AI/ML Framework Integration with DataHub
Why Integrate Your AI/ML System with DataHub?
As a data practitioner, keeping track of your AI experiments, models, and their relationships can be challenging. DataHub makes this easier by providing a central place to organize and track your AI assets.

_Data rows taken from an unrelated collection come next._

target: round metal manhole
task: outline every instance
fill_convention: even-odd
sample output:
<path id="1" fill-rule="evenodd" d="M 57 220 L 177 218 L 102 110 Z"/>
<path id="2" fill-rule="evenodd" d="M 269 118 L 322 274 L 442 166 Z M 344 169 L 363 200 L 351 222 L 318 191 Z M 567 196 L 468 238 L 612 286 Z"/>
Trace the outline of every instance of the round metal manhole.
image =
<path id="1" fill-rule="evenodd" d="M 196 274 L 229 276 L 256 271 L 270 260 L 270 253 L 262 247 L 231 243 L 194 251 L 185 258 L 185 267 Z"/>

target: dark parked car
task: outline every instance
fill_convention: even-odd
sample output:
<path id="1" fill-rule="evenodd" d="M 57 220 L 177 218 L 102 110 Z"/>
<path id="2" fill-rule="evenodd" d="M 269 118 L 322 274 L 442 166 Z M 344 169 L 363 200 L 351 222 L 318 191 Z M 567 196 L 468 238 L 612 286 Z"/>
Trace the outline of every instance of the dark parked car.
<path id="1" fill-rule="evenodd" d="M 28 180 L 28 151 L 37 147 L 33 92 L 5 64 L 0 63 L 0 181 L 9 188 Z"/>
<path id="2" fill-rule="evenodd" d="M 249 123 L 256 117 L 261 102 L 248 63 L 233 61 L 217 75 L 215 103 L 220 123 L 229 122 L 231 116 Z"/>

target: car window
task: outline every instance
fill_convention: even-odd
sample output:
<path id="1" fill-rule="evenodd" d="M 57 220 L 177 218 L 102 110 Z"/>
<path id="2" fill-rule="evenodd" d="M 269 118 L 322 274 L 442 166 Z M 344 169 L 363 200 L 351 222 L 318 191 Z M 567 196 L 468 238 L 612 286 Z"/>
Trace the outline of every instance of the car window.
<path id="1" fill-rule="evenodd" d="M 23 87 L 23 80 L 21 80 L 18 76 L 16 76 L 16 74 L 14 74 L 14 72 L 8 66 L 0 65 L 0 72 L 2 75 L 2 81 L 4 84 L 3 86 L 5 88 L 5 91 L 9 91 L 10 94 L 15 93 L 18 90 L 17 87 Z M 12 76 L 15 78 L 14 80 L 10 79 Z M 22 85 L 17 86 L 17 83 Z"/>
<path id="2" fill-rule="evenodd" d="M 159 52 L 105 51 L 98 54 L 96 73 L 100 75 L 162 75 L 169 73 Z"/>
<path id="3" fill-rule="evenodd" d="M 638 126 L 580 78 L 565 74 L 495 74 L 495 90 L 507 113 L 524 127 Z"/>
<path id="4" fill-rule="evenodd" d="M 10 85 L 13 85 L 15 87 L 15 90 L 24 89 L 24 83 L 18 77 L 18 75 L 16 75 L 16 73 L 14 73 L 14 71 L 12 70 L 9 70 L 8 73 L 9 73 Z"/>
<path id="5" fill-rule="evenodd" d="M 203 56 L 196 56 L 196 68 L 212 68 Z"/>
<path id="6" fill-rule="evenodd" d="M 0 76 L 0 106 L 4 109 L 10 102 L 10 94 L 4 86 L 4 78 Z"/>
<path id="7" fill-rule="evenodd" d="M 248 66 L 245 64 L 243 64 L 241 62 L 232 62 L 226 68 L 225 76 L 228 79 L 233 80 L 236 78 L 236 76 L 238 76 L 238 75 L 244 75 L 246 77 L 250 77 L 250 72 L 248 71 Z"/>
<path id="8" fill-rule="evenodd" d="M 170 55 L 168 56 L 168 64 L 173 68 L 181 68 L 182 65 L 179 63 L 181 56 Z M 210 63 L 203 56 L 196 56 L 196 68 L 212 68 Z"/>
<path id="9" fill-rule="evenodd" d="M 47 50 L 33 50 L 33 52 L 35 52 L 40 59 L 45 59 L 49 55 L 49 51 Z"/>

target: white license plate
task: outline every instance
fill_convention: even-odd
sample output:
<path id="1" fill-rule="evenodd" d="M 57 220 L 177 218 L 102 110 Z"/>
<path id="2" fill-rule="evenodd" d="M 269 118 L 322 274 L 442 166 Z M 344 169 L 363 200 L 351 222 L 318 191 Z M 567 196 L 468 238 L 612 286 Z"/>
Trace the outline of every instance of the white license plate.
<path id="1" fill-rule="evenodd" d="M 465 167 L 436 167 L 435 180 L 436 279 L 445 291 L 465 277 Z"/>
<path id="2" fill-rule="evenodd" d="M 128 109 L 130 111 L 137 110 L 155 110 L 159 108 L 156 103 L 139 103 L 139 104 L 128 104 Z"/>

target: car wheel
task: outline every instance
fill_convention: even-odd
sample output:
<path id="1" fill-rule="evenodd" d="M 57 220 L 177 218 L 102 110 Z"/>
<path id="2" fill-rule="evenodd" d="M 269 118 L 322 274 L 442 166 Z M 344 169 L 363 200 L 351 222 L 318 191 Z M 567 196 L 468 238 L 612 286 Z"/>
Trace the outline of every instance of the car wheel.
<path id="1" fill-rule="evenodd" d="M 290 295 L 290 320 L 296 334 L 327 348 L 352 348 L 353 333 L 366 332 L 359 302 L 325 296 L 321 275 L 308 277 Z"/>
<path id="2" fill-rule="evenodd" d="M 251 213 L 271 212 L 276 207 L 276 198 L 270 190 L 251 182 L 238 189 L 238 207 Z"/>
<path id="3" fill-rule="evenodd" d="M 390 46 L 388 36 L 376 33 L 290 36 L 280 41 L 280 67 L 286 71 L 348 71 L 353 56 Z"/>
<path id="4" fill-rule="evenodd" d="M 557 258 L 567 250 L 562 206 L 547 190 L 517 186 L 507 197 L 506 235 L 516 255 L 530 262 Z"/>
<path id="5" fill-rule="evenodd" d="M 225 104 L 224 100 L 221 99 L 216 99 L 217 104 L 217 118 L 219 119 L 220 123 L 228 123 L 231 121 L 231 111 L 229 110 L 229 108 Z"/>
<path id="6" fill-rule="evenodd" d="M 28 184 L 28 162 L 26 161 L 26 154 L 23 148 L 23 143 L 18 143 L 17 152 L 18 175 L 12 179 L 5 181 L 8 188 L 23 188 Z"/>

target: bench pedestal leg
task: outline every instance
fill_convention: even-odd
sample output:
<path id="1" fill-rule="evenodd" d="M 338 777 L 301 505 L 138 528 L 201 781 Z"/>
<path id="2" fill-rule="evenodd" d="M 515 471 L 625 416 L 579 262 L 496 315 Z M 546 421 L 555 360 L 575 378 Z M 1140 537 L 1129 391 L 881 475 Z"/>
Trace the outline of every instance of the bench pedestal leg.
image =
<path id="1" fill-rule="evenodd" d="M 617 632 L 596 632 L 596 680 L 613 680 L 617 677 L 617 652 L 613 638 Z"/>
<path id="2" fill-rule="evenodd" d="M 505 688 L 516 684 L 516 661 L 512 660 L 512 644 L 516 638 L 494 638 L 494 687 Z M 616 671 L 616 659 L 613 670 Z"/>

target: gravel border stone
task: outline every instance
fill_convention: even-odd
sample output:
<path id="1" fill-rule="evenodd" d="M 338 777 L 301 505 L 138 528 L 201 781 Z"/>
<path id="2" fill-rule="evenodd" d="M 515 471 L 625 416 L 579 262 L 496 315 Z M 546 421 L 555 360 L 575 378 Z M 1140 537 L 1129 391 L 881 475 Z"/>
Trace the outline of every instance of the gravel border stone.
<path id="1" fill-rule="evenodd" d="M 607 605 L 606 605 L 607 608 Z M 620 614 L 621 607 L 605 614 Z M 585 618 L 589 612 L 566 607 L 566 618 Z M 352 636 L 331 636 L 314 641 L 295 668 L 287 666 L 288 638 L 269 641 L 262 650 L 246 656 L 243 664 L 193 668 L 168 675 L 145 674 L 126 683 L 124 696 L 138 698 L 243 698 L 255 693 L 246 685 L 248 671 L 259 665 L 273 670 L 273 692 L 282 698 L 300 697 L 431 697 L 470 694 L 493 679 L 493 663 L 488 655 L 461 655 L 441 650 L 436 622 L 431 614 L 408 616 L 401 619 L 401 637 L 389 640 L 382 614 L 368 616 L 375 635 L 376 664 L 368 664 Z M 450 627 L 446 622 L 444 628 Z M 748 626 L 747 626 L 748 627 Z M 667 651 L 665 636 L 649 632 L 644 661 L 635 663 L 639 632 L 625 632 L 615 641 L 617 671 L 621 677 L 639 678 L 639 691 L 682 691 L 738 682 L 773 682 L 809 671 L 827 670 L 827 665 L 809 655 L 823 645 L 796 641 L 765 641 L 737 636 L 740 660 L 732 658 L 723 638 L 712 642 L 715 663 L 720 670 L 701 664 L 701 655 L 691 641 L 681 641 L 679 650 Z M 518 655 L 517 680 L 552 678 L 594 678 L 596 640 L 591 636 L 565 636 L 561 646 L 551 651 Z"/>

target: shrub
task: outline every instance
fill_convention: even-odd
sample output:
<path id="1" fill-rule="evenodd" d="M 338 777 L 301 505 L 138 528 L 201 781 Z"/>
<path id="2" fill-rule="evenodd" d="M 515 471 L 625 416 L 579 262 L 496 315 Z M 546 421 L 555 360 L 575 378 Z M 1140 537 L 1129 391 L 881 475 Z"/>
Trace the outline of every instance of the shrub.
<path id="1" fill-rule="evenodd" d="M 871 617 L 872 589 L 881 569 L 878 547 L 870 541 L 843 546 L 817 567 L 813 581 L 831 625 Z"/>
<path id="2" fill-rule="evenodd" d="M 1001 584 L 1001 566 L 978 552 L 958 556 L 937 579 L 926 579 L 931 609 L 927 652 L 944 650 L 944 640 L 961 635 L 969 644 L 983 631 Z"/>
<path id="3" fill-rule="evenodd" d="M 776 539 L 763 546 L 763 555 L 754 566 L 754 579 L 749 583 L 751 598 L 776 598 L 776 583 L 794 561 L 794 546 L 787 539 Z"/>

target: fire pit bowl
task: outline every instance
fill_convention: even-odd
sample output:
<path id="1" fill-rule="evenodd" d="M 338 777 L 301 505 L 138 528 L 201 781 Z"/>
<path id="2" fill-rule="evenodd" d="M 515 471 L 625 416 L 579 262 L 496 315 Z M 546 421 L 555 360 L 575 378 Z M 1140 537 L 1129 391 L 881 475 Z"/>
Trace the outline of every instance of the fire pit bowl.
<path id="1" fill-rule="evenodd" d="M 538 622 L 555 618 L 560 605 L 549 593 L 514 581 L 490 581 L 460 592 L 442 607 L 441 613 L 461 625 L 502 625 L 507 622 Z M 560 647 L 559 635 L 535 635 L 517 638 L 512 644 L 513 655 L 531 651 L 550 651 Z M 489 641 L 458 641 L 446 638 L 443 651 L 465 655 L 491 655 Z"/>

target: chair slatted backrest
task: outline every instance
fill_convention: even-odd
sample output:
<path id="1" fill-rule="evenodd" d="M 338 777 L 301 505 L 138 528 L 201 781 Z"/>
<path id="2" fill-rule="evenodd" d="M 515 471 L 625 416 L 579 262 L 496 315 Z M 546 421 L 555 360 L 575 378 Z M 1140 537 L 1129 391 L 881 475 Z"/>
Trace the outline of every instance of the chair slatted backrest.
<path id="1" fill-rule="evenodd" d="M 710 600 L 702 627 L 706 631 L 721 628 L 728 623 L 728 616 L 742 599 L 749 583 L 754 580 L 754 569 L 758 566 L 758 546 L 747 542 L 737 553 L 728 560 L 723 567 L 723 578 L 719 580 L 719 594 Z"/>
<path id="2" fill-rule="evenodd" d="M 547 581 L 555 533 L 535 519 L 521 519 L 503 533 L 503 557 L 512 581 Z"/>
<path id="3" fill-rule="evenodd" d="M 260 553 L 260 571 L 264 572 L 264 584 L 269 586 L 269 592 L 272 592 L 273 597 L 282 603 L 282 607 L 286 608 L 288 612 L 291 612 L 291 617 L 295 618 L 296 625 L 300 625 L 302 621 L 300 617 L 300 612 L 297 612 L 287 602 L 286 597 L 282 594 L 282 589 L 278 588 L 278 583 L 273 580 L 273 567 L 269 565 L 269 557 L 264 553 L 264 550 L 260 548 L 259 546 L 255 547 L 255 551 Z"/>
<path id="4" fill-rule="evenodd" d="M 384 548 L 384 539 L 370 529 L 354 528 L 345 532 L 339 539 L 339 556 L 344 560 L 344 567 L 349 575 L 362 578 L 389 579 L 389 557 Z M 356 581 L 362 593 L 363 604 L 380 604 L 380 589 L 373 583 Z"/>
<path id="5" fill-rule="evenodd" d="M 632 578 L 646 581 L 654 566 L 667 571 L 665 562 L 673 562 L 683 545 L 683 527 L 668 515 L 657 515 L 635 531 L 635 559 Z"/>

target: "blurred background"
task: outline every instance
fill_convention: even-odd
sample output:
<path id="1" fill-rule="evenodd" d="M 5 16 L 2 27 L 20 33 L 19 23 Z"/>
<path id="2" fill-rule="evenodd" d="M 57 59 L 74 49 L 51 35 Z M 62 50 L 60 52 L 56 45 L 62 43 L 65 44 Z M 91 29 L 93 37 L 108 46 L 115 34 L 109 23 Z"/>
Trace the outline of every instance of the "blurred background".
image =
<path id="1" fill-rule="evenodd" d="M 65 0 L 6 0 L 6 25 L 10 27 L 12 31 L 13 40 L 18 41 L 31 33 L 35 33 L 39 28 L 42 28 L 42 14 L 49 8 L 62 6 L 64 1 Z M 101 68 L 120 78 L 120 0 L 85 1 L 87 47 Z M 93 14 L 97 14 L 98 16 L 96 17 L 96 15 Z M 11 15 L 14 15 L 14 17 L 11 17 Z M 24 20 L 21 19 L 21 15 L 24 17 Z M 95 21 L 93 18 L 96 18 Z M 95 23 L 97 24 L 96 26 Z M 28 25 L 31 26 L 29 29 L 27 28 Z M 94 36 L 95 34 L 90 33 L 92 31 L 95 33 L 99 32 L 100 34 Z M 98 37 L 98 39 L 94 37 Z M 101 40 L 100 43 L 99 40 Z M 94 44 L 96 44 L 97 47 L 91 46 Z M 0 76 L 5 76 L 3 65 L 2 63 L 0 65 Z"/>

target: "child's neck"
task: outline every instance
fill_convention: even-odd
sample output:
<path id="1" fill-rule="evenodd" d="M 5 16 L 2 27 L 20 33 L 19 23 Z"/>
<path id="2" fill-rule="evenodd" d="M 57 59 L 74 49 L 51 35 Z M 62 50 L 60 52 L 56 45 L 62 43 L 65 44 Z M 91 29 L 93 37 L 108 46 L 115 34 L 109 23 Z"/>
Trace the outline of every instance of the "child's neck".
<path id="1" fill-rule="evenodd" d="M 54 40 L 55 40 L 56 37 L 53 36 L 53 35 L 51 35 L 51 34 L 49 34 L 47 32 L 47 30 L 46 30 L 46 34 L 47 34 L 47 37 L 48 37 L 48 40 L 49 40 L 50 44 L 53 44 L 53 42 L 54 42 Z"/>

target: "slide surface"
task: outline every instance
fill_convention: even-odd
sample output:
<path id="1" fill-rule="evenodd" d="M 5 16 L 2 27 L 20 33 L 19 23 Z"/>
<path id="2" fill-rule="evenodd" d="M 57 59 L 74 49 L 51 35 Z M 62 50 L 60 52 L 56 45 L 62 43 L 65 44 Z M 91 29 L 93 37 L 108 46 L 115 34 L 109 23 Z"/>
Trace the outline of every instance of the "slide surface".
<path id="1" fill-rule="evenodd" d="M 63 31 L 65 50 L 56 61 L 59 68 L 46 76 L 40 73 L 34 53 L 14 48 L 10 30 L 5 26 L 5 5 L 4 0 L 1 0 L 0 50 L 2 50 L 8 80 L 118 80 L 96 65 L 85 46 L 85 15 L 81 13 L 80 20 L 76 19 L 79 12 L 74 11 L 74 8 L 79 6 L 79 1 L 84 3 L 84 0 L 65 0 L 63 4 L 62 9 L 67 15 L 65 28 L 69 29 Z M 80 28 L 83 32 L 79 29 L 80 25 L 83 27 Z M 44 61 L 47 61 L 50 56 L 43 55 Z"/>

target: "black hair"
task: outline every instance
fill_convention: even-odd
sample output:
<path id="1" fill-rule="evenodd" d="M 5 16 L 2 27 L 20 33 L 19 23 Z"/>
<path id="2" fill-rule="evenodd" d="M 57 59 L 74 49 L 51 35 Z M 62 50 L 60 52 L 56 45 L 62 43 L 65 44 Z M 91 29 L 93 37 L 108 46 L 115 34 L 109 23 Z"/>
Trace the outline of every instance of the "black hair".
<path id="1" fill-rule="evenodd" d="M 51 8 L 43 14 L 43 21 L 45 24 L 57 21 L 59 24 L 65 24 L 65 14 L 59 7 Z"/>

This guide will show you how to integrate your AI workflows with DataHub. With integrations for popular ML platforms like MLflow and Amazon SageMaker, DataHub enables you to easily find and share AI models across your organization, track how models evolve over time, and understand how training data connects to each model. Most importantly, it enables seamless collaboration on AI projects by making everything discoverable and connected.
Goals Of This Guide
In this guide, you'll learn how to:
- Create your basic AI components (models, experiments, runs)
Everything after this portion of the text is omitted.